Seedify Fund Hacked By DPRK Linked Operation

Seedify Fund—a Web3 gaming incubator and launchpad—suffered a major exploit on its cross-chain bridge infrastructure.

Hackers linked to North Korea’s state-affiliated groups (commonly known as DPRK or Lazarus Group) compromised a developer’s private key, enabling them to modify the Omnichain Fungible Token (OFT) bridge contract on Avalanche.

This allowed the unauthorized minting of approximately 8.8 million fake SFUND tokens, which were then bridged and dumped across multiple networks, draining liquidity and causing the token’s price to crash dramatically.

The attack is tied to the “Contagious Interview” campaign, a DPRK operation that has targeted over 230 entities in recent months, according to blockchain analytics from SentinelLABS and investigator ZachXBT.

Binance founder Changpeng Zhao (CZ) publicly stated on X that the incident “looks like North Korea DPRK,” noting that major centralized exchanges (CEXs) had blacklisted the attacker’s addresses. SFUND’s price plummeted 99.99% from ~$0.43 to under $0.01, before partially recovering to around $0.21–$0.25.

Early inflated estimates reached $9M–$40M in losses, but confirmed figures settled at $1.2M–$1.7M. This incident underscores persistent DeFi vulnerabilities, especially in bridges, which have seen rising attacks in 2025 amid DPRK’s record $1.3B+ in crypto thefts this year.

How the Exploit Unfolded

Attackers gained access to a Seedify developer’s private key, likely through social engineering or phishing tactics common in DPRK operations. Using the key, they altered the bridge contract settings on Avalanche which had previously passed audits to enable unauthorized minting of SFUND tokens.

The fake tokens were bridged to Ethereum, Arbitrum, Base, and BNB Chain. Liquidity pools (e.g., on PancakeSwap) were drained by swapping the counterfeit SFUND for real assets like BNB and ETH.

Most proceeds—estimated at $1.2 million—were sold on BNB Chain, impacting around 64,000 holders there alone. Initial reports inflated losses to $8.8 million, but confirmed figures settled at $1.2–1.7 million after on-chain analysis.

The core protocol, user wallets, and Seedify’s website remained unaffected, as the breach was isolated to the bridge’s minting permissions. The exploit triggered a massive panic sell-off, with SFUND’s price plummeting from around $0.42–0.65 to as low as $0.04–0.05 within minutes—a drop of up to 99%.

It has since partially recovered to approximately $0.24–0.28, but remains down 35–60% in the last 24 hours, 50% monthly, and 80% year-to-date.

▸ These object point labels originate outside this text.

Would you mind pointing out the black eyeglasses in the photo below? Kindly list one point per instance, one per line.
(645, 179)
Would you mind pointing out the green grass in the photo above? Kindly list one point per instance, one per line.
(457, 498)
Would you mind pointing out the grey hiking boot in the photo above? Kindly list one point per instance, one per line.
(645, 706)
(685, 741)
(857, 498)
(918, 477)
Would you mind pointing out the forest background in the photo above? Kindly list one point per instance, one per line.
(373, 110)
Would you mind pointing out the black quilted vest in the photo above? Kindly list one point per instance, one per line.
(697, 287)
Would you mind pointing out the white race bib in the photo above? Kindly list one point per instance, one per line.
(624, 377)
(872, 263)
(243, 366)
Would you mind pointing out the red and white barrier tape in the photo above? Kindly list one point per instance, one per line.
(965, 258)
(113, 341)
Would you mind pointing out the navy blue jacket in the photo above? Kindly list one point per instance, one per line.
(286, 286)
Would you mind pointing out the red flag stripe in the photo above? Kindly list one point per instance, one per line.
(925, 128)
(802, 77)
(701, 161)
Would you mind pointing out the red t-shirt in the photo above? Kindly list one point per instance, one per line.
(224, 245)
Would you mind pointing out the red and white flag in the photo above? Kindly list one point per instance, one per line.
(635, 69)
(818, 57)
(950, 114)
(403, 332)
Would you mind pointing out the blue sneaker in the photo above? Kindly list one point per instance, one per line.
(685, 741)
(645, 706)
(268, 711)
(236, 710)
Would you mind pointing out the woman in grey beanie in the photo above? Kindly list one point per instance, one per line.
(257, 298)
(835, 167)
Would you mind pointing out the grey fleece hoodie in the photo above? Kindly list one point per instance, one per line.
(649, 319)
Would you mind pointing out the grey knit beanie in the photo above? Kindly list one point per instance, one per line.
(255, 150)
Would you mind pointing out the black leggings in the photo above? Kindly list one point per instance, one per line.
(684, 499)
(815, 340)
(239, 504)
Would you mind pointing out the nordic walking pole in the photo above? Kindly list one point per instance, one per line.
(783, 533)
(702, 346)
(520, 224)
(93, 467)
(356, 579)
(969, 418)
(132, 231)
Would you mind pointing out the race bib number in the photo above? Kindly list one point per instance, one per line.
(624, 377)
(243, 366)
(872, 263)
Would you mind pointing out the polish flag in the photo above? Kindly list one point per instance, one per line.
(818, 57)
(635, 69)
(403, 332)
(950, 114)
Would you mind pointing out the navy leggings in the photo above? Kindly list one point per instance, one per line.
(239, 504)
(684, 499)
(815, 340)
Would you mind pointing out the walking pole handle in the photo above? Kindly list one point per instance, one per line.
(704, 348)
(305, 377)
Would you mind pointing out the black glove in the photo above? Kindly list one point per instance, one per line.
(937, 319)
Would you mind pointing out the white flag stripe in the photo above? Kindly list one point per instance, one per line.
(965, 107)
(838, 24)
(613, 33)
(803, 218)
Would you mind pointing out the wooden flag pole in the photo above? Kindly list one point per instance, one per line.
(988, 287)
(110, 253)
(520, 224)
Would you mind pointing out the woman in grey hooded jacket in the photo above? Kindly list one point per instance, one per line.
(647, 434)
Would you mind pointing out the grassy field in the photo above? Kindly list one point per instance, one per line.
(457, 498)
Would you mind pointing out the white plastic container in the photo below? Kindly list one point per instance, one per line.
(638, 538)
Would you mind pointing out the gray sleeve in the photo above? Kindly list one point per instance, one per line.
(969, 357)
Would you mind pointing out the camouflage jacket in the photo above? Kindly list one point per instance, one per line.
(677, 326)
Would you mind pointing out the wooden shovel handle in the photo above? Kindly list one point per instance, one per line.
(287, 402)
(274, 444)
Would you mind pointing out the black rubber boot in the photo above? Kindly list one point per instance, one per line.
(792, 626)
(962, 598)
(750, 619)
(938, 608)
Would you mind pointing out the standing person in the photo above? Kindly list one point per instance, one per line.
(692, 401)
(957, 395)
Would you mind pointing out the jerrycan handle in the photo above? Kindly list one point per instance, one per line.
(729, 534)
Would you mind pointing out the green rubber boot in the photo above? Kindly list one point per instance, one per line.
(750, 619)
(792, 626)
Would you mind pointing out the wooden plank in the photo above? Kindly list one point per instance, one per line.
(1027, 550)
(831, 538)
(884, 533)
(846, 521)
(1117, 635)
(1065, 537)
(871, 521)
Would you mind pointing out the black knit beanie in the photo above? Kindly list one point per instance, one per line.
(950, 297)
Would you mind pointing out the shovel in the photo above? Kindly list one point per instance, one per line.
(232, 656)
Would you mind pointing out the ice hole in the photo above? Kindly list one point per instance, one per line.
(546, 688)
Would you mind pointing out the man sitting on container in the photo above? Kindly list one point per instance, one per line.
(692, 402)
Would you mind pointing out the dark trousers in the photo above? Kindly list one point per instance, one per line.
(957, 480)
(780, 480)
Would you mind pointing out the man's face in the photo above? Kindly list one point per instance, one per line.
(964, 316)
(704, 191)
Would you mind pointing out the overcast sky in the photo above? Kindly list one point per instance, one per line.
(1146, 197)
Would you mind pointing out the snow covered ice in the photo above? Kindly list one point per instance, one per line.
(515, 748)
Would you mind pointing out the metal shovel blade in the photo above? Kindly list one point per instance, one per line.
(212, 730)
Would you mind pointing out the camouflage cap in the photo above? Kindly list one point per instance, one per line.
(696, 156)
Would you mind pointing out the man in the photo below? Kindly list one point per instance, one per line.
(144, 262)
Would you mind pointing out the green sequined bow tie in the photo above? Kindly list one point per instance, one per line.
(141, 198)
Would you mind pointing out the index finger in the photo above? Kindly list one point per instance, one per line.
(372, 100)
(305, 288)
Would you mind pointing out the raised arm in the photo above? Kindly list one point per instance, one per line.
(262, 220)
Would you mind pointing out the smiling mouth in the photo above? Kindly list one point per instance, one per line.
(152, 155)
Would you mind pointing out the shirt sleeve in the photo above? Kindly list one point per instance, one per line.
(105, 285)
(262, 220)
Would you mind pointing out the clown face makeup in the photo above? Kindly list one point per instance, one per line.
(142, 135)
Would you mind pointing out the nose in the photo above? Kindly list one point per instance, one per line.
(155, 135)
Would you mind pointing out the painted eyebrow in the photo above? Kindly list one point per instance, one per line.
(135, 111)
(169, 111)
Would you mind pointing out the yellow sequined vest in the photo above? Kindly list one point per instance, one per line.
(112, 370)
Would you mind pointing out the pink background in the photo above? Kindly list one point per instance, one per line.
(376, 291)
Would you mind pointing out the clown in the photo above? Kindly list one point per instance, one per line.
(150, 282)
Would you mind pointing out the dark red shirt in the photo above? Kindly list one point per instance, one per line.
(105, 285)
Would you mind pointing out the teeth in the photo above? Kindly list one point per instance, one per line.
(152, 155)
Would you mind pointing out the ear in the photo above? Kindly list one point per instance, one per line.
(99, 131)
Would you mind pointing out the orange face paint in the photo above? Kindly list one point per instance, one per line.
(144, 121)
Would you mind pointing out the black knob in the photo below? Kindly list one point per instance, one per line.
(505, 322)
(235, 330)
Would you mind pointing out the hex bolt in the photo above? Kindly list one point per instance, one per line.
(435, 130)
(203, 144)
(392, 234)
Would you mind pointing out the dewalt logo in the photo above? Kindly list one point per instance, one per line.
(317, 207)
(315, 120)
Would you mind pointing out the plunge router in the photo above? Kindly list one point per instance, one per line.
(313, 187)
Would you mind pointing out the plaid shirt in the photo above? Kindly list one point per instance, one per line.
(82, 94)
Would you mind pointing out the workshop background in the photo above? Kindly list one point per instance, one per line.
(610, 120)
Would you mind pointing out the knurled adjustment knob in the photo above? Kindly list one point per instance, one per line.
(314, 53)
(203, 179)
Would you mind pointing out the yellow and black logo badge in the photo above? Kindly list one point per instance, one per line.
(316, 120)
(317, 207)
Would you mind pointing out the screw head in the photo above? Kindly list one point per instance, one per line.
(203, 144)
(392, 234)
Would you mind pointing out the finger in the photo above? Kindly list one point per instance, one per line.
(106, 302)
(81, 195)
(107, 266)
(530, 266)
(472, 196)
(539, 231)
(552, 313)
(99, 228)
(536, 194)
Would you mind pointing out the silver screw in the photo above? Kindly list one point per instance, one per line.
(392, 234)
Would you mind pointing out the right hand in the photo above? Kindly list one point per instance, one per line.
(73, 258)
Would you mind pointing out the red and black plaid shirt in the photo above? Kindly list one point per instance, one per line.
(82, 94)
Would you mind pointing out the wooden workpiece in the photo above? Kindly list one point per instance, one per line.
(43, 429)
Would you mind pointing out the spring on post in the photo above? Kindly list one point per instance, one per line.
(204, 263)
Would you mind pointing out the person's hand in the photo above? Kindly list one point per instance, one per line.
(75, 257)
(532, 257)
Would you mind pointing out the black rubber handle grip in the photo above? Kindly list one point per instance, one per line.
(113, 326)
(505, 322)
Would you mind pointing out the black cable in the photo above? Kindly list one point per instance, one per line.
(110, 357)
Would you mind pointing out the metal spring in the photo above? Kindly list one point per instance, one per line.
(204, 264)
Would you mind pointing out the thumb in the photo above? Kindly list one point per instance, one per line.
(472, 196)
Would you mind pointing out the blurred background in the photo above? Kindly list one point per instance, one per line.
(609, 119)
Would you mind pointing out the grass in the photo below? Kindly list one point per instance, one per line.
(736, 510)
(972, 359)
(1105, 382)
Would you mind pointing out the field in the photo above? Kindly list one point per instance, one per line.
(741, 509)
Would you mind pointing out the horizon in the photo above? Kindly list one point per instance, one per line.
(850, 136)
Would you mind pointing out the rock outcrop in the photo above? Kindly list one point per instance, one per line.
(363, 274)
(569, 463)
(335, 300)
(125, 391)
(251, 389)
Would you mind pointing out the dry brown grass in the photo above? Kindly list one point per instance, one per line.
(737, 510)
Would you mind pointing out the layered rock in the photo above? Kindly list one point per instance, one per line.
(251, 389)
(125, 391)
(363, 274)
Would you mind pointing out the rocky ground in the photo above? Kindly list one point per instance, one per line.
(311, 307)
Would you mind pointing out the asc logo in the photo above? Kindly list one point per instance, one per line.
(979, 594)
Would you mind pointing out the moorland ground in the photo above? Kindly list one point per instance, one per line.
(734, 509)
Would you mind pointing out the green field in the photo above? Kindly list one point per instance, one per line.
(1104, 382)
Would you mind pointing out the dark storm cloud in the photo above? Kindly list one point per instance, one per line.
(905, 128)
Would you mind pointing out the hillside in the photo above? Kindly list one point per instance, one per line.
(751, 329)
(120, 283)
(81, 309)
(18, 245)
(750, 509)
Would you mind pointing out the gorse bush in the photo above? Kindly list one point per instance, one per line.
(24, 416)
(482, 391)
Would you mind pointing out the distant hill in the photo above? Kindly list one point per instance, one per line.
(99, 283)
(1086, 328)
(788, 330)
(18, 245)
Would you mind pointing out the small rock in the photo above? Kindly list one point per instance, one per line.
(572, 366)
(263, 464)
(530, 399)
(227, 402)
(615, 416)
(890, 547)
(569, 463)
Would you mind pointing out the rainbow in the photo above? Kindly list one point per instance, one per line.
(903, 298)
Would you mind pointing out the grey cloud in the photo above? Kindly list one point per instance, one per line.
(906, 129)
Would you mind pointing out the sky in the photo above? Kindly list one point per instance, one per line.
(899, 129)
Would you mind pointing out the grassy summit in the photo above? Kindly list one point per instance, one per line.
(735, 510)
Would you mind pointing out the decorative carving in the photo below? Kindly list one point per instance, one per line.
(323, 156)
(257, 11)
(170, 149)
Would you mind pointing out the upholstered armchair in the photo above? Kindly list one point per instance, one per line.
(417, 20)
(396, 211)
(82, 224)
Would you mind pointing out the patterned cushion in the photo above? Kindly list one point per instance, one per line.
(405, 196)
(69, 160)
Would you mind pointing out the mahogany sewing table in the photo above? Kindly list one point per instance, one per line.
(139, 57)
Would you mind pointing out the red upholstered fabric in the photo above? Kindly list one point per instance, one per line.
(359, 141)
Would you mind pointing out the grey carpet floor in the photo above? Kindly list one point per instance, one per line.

The crash erased roughly $40 million in market cap temporarily and affected tens of thousands of wallets.

Seedify paused all bridges, revoked compromised permissions, blacklisted attacker addresses across chains, and halted trading on CEXs to prevent further dumping.

Worked with sleuths like ZachXBT and security firms (e.g., Cyvers) for tracing. Offered bounties for fund recovery. CZ confirmed $200,000 in stolen funds frozen at HTX; other CCEXs like Binance followed suit with blacklists.

Advised against buying SFUND on affected chains until cleared; emphasized no risk to core liquidity. Seedify founder Meta Alchemist expressed devastation on X, noting the hackers “took everything we built over 4.5 years in one hack.”

The team has committed to full transparency and audits, with bridges expected to resume after fixes. This incident underscores ongoing risks in DeFi bridges, a frequent target for DPRK hackers funding state programs (e.g., weapons development, per UN reports).

It echoes past exploits like Ronin (2022), where similar tactics stole $625 million. For users: Revoke unused approvals regularly, avoid unverified bridges, and monitor for phishing. Seedify, despite the hit, has a strong track record in gaming launches and BNB ecosystem ties—recovery depends on swift restitution and regained trust.